Baca Juga: Pemerintah Sibuk Klarifikasi Soal Banyaknya PHK di Pabrik Tekstil
Direktur Ekonomi Digital Center of Economic and Law Studies (Celios) Nailul Huda, mengatakan, terkait dengan PHK di Industri TPT, dari sisi supply impor dari China berpengaruh terhadap permintaan produk TPT dalam negeri. Produk TPT kita kalah bersaing, terutama dari sisi harga. Produk China itu bisa masuk ke dalam range harga masyarakat kita.
“Belum lagi ditambah produk dari Thailand yang sudah mulai masuk ke pasar-pasar tradisional. Jadi ini sangat bisa mengulang sejarah runtuhnya batik Indonesia di tahun 1990-an gegara batik print dari China. Produk TPT kita bisa terkapar karena produk impor ini,” ujar Nailul Huda.

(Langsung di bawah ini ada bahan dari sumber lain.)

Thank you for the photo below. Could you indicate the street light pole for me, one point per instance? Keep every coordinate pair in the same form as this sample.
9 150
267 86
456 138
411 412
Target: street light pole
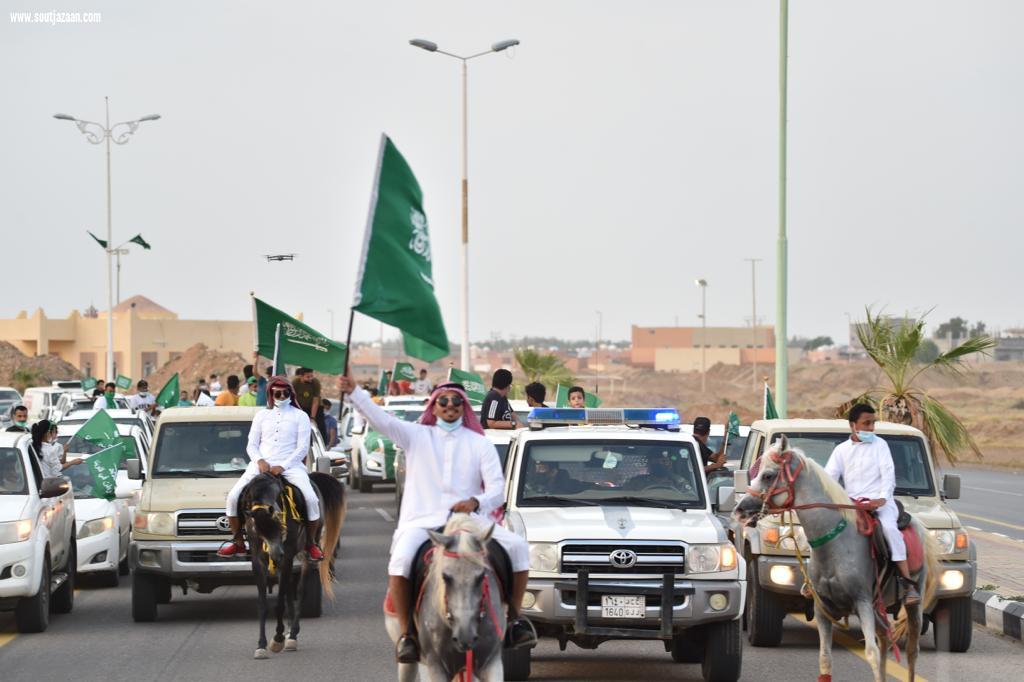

Sebelumnya, banyak kalangan menduga PHK yang terjadi merupakan imbas dari terbitnya Peraturan Menteri Perdagangan (Permendag) Nomor 8 tahun 2024 yang merupakan perubahan ketiga atas Permendag 36/2023 tentang Kebijakan dan Pengaturan Impor.
Nailul Huda menambahkan, ditambah lagi adanya peraturan terbaru yang merelaksasi aturan impor yang menyebabkan barang impor masuk dengan lebih mudah. Akibatnya produsen dalam negeri harus bersaing secara harga dengan produk impor tersebut.
“Harga yang terbentuk di dalam negeri juga ada biaya non produksi yang cukup banyak seperti izin dan pungutan liar. Jadi sudah ditekan biaya tinggi dari dalam negeri, harus bersaing dengan produk murah China lagi, ya sekarat,” tambahnya.
Baca Juga: Tokopedia-TikTok Shop Restrukturisasi Organisasi: PHK, Tapi Berbeda
Menurut Nailul, pasar produk TPT terbesar Indonesia yakni Amerika Serikat tengah mengalami penurunan permintaan dalam beberapa tahun terakhir. Akibatnya permintaan barang TPT dari Indonesia juga menurun.
Kondisi ini diperparah oleh produk TPT China juga masuk ke negara tujuan ekspor Indonesia. Ini yang akhirnya produksi menurun dan terjadi PHK dalam jumlah yang besar. Dampaknya bisa meluas ke ekonomi makro dan daya beli masyarakat yang pasti tertekan. Kemiskinan bisa mengancam.
Pemerintah diminta dapat segera menetapkan kebijakan perlindungan pasar dalam negeri dan menjaga kesetabilan perekonomian Indonesia. Pemerintah juga diharuskan segera melakukan kebijakan atas bahan baku impor yang ketat melalui Domestic Utilization Obligation Policy, dimana importir produsen wajib terlebih dahulu menghabiskan menggunakan hasil dari kapasitas nasional industri dalam negeri sejenis.
Hal senada juga diungkapkan oleh Anggota Komisi VI dari Fraksi PKS, Amin Ak yang menilai bahwa Permendag Nomor 8 Tahun 2024 berpotensi memperparah deindustrialisasi di Indonesia, yang bertentangan dengan kampanye Presiden Jokowi tentang pentingnya hilirisasi dan industrialisasi.
Industrialisasi dianggap penting untuk mengangkat Indonesia dari negara berkembang dengan pendapatan per kapita US$4.900 menjadi negara maju dengan pendapatan US$12.000 atau lebih, serta mencapai pertumbuhan ekonomi 6-7% per tahun.
Amin menyoroti bahwa Permendag 8/2024 justru bertolak belakang dengan tujuan tersebut. Banyak pabrik tekstil dan alas kaki tutup awal 2024, menyebabkan puluhan ribu karyawan di-PHK. Hal itu terjadi karena Permendag 8/2024 menghapus syarat pertimbangan teknis (pertek) untuk impor, memudahkan produk impor masuk dan mengancam industri lokal.
“Ancaman deindustrialisasi ini memaksa pelaku industri beralih menjadi pedagang, yang berdampak buruk pada ketersediaan lapangan kerja di dalam negeri,” tegas Amin.
Amin menyarankan agar Permendag 8/2024 diselaraskan dengan upaya peningkatan daya saing industri dalam negeri. Ia khawatir kebijakan ini akan menurunkan optimisme pelaku industri, menghambat teknologi dan inovasi, serta meningkatkan ketergantungan pada produk impor, yang pada akhirnya melemahkan industri domestik.